Re: [RFC RESEND PATCH] kvm: arm64: export memory error recovery capability to user space

gengdongjiu <gengdongjiu@xxxxxxxxxx> · Sat, 15 Dec 2018 00:12:40 +0000

> 
> On Fri, 14 Dec 2018 at 13:56, James Morse <james.morse@xxxxxxx> wrote:
> >
> > Hi Dongjiu Geng,
> >
> > On 14/12/2018 10:15, Dongjiu Geng wrote:
> > > When user space do memory recovery, it will check whether KVM and 
> > > guest support the error recovery, only when both of them support, 
> > > user space will do the error recovery. This patch exports this 
> > > capability of KVM to user space.
> >
> > I can understand user-space only wanting to do the work if host and 
> > guest support the feature. But 'error recovery' isn't a KVM feature, 
> > its a Linux kernel feature.
> >
> > KVM will send it's user-space a SIGBUS with MCEERR code whenever its 
> > trying to map a page at stage2 that the kernel-mm code refuses this because its poisoned.
> > (e.g. check_user_page_hwpoison(), get_user_pages() returns 
> > -EHWPOISON)
> >
> > This is exactly the same as happens to a normal user-space process.
> >
> > I think you really want to know if the host kernel was built with 
> > CONFIG_MEMORY_FAILURE.
> 
> Does userspace need to care about that? Presumably if the host kernel 
> wasn't built with that support then it will simply never deliver any memory failure events to QEMU, which is fine.
> 
> The point I was trying to make in the email Dongjiu references
> (https://patchwork.codeaurora.org/patch/652261/) is simply that "QEMU gets memory-failure notifications from the host kernel"
> does not imply "the guest is prepared to receive memory failure 
> notifications", and so the code path which handles the SIGBUS must do 
> some kind of check for whether the guest CPU is a type which expects them and that the board code set up the ACPI tables that it wants to fill in.

Thanks Peter's explanation. Frankly speaking, I agree Peter's suggestion.

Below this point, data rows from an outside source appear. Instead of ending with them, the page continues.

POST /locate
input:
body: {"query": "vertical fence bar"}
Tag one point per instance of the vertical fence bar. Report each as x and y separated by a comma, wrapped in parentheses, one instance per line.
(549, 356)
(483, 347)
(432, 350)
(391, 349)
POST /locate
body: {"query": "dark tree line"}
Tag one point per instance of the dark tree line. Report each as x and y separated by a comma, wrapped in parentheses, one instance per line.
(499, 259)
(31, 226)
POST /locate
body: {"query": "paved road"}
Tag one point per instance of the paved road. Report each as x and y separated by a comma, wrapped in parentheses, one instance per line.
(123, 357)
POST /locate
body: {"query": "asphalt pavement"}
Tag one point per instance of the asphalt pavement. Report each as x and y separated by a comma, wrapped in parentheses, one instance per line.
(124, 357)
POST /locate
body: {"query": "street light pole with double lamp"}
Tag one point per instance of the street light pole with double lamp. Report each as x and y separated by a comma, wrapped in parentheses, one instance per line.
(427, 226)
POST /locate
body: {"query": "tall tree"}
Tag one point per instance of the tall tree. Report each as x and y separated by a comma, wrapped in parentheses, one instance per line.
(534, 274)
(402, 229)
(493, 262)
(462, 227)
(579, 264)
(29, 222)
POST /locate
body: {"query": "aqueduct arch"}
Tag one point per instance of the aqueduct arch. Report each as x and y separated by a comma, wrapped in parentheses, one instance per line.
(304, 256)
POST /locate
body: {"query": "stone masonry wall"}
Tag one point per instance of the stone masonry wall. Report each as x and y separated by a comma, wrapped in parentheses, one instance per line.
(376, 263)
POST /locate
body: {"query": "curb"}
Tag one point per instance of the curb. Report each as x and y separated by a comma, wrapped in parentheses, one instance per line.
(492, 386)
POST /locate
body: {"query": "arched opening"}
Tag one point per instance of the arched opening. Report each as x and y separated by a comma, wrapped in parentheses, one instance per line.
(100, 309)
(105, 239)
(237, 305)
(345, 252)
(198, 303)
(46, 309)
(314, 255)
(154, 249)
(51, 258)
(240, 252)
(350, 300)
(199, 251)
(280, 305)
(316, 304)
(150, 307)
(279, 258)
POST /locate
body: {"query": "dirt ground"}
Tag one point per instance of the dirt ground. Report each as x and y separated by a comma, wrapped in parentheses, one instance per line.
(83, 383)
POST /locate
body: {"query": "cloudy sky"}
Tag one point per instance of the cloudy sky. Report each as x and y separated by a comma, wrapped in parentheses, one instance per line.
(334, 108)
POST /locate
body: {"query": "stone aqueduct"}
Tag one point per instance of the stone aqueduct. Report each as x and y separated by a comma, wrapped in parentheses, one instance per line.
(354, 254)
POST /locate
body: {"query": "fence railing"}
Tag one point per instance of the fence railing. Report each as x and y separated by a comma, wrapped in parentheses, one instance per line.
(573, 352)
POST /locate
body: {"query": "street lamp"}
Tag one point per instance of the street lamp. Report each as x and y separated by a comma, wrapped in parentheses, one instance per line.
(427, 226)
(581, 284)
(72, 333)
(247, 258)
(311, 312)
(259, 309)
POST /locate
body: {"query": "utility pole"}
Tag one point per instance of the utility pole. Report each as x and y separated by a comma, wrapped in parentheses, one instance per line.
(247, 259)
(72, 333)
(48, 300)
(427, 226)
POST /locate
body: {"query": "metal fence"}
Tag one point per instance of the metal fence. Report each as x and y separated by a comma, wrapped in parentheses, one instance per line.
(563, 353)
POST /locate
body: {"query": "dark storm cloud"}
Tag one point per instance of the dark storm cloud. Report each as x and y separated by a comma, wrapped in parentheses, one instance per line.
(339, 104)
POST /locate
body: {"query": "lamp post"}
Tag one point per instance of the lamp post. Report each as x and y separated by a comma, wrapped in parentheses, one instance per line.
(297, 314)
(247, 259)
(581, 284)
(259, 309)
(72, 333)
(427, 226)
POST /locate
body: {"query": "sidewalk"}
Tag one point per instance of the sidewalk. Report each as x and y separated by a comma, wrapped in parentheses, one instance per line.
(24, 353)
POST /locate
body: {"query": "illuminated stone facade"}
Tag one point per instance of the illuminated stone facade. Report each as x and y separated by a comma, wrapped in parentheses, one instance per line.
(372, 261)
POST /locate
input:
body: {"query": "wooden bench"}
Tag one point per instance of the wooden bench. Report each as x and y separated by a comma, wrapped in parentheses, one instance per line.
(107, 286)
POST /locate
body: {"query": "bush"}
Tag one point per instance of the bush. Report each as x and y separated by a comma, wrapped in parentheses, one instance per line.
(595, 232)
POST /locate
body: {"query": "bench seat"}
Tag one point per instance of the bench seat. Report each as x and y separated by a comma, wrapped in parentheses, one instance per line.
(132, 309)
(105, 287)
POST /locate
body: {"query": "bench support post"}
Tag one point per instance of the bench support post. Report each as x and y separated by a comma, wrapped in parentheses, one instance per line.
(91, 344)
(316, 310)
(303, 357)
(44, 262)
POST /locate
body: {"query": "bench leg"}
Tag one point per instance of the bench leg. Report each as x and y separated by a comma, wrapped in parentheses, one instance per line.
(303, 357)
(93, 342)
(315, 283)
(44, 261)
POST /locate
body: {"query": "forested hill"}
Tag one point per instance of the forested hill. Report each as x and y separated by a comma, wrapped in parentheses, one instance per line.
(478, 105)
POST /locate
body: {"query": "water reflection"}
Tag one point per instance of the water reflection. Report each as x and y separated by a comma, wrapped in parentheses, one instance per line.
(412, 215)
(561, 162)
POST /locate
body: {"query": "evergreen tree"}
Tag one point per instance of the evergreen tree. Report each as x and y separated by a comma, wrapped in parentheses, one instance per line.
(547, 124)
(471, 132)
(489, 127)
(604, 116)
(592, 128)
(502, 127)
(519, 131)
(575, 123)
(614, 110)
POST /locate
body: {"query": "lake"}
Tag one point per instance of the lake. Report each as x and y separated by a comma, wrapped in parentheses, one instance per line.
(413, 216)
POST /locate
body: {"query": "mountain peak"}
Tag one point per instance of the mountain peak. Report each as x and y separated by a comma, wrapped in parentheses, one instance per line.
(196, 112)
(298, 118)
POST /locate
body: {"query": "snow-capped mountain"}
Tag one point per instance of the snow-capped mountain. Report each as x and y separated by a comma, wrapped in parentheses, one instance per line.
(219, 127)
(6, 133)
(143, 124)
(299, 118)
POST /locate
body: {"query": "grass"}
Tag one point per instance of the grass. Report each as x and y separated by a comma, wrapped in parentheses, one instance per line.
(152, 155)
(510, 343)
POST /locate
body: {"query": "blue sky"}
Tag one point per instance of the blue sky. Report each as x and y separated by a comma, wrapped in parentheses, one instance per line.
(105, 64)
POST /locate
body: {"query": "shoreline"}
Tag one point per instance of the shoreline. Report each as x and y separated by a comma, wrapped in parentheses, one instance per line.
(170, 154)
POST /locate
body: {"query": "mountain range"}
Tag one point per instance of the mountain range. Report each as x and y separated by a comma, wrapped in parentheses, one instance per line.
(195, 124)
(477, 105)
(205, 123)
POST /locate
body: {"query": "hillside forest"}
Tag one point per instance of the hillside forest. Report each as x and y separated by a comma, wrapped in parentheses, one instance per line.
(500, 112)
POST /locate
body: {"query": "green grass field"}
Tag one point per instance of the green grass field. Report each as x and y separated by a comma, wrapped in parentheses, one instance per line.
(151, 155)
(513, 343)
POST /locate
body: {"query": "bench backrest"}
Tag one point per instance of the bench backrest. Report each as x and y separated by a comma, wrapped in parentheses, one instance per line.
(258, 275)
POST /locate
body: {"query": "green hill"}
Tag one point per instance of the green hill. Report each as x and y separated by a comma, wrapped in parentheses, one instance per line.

To James, I explain more to you, as peter said QEMU needs to check whether the guest CPU is a type which can handle the error though guest ACPI table. Let us see the X86's QEMU logic:
1. Before the vCPU created, it will set a default env->mcg_cap value with MCE_CAP_DEF flag, MCG_SER_P means it expected the guest CPU model supports RAS error recovery.[1] 2. when the vCPU initialize, it will check whether host kernel support this feature[2]. Only when host kernel and default env->mcg_cap value all expected this feature, then it will setup vCPU support RAS error recovery[3].
So I add this IOCTL "KVM_CAP_ARM_MEMORY_ERROR_RECOVERY" to Let QEMU check whether host/KVM support RAS error detection and recovery, only when this supports, QEMU will do the error recovery for the guest memory. 

[1]
#define MCE_CAP_DEF     (MCG_CTL_P|MCG_SER_P)
cenv->mcg_cap = MCE_CAP_DEF | MCE_BANKS_DEF |
                        (cpu->enable_lmce ? MCG_LMCE_P : 0);

[2] ret = kvm_get_mce_cap_supported(cs->kvm_state, &mcg_cap, &banks);

[3]
env->mcg_cap &= mcg_cap | MCG_CAP_BANKS_MASK;
ret = kvm_vcpu_ioctl(cs, KVM_X86_SETUP_MCE, &env->mcg_cap);

-------------------------------------For James's comments---------------------------------------------------------------------
> KVM doesn't detect these errors.
> The hardware detects them and notifies the OS via one of a number of mechanisms.
> This gets plumbed into memory_failure(), which sets a flag that the mm 
> code uses to prevent the page being used again.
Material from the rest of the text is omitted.